Moral Philosophy

Eve Garrard comments at Normblog on this whole incompletely theorized thing we have going here (though not in those terms, which I have only just this second dragged in). Her comment is interesting, and it helpfully omits the part about being puzzled as to why I keep etc etc (yes, I am having fun with that, why do you ask?) – but it still isn’t quite what I’m talking about, at least I think it isn’t.

It’s very hard to see why we would think that Holocaust-denial ought to be legally permissible unless we think that there’s a moral right in play, that people have a moral right to speak their minds, even if what their minds contain is false and indeed disgusting. But this is what Ophelia jibs at – given that Holocaust-denial involves lies and falsifications, why should we think we have a moral right to engage in it? How can we have a moral right to lie, falsify the evidence, play fast and loose with the truth?

That isn’t exactly what I jib at. Because I don’t think Holocaust denial does necessarily involve lies and falsifications. It can involve error, self-deception, misinterpretation. It can also involve, no doubt, transient lies in speech rather than in print, and it can involve minor infrequent lies in print – lies that are unsystematic enough to fall short of unmistakable deception and falsification. But I take systematic falsification to be a different matter – and, again, I think it is telling that people mostly don’t defend Irving’s right to engage in systematic falsification; at the very least I wonder why that is, and if it doesn’t hint at something.

This is not an unreasonable question. Lies and falsifications are generally (and certainly in the case of Holocaust-denial) morally wrong. And it does seem puzzling, even paradoxical, to say that we can have a moral right to do that which is morally wrong. Nonetheless it’s true that we do: we sometimes have the moral right to act – that is, people ought not to prevent us from acting – in ways which are undoubtedly morally wrong.
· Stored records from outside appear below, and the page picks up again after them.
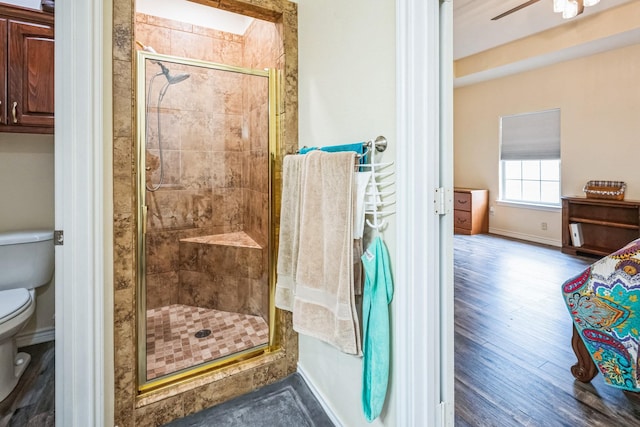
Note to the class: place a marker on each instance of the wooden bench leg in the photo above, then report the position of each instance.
(585, 369)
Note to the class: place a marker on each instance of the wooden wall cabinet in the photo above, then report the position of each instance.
(26, 70)
(470, 211)
(606, 225)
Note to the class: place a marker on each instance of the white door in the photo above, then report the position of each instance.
(79, 208)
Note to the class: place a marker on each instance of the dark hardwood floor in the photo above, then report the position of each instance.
(32, 402)
(513, 341)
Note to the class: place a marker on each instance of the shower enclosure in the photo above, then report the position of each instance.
(206, 141)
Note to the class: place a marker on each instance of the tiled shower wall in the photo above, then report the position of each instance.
(215, 164)
(158, 407)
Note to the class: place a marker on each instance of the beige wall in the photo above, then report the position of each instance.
(599, 99)
(347, 94)
(26, 190)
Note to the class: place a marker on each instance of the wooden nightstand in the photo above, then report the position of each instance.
(470, 211)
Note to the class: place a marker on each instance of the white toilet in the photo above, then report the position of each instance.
(26, 262)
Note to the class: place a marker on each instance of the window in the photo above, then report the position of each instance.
(530, 158)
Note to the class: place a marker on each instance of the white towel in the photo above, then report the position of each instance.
(289, 231)
(324, 301)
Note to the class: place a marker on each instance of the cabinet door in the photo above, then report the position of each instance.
(31, 64)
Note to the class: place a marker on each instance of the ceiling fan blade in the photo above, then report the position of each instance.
(515, 9)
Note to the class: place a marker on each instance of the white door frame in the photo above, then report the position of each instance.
(79, 197)
(423, 332)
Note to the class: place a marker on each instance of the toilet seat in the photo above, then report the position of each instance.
(13, 302)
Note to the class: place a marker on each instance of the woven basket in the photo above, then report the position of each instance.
(611, 190)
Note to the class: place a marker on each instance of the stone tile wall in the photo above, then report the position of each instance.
(157, 407)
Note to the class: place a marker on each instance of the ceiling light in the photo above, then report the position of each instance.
(572, 8)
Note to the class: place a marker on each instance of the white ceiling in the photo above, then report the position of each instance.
(474, 31)
(195, 13)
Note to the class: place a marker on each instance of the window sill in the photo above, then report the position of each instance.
(529, 205)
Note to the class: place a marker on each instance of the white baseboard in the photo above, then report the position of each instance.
(332, 416)
(527, 237)
(37, 337)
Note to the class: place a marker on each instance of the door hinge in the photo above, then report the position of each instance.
(447, 414)
(58, 237)
(443, 201)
Hmm. Which people and in what sense of ‘prevent us’ I wonder. In the examples Eve gives, I’m not sure it’s true that people close to us ought not to try to prevent us by persuasion, for instance. But no doubt she means forcibly prevent, which is another matter. Anyway, this is Eve’s field, and it’s certainly not mine, so I’ll take her word for it. It’s like that comment Jon Pike made in reviewing Honderich in Democratiya – ‘there is a standard, ordinary language distinction between having a right to do X and X being the right thing to do.’ I’ve been keeping it in mind throughout this discussion. But I don’t think it applies to falsification on the scale Irving practiced it – or at least I’m not convinced that it does. I’m just not convinced that he does have a moral right to deliberately falsify the evidence on the scale he did (remember what Lipstadt said: every single footnote had something wrong with it). I don’t think it should be a police matter, I don’t think it should be an imprisonable offence, but I’m still not convinced it’s a free speech right or a moral right. I think it’s something in between those (something not fully theorized, perhaps).